Aristide Landi a SuperNews: “Il ritiro della Virtus Roma un’ ennesima sconfitta del nostro settore, siamo stati lasciati soli”

Pubblicato il autore: Emanuele Di Lecce Segui


SuperNews ha intervistato Aristide Landi, ala-pivot 203 cm, giocatore della Pallacanestro Forlì che milita in A2, seconda serie dei campionati italiani di basket. Giocatore di esperienza, figlio di Edmondo, da alcuni anni in serie A, due stagioni fa era in forza alla squadra capitolina della Virtus Roma ritiratosi in questi giorni dalla massima serie. Abbiamo posto qualche domanda sul suo presente ma anche la sua esperienza in maglia giallorossa.

Ha iniziato la sua carriera nella terra natia, quella lucana, per poi sbocciare nelle giovanili della Virtus Bologna, passando poi in prestito alla Fortidudo Bologna prima e Mantova poi.
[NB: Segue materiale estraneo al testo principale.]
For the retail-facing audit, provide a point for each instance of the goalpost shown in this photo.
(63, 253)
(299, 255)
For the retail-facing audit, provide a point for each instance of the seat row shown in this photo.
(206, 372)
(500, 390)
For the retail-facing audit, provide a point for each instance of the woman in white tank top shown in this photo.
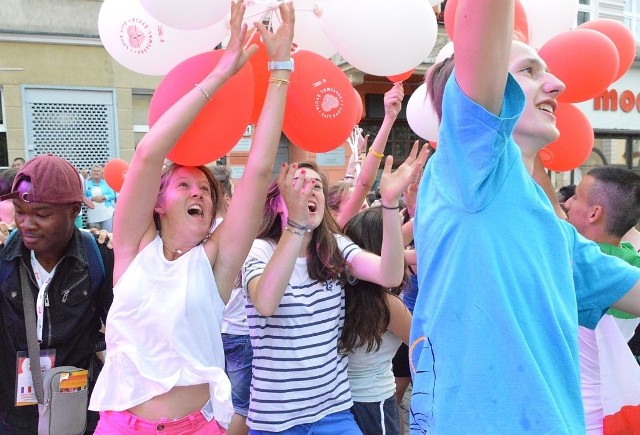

In quella stagione viene bloccato da un infortunio al menisco per un lungo periodo alla ripresa passa alla Virtus Roma per ben tre stagioni, Pistoia lo scorso anno e ha iniziato questa stagione a Forlì.

Aristide, come ti stai trovando a Forlì?
Mi sto trovando molto bene, nonostante la situazione, che limita i miei spostamenti, sono riuscito comunque a trovare degli ottimi punti di riferimento in città e fra la gente, con alcuni ho gia stretto amicizia e mi stanno facendo sentire a casa.

Come è iniziato il campionato della tua squadra?
Il campionato è iniziato bene, siamo a 3 partite portate a casa e non è una cosa da niente, ci sono equilibri da trovare e noi stiamo rispondendo bene alle varie dinamiche di gioco che incontriamo.

Invece, come sta andando il tuo campionato?
Il mio campionato è iniziato a rilento, sono molto carico, ma tra i 20 giorni di isolamento e il recupero fisico indebolito dal Covid, mi vede più indietro di fiato rispetto ai miei compagni.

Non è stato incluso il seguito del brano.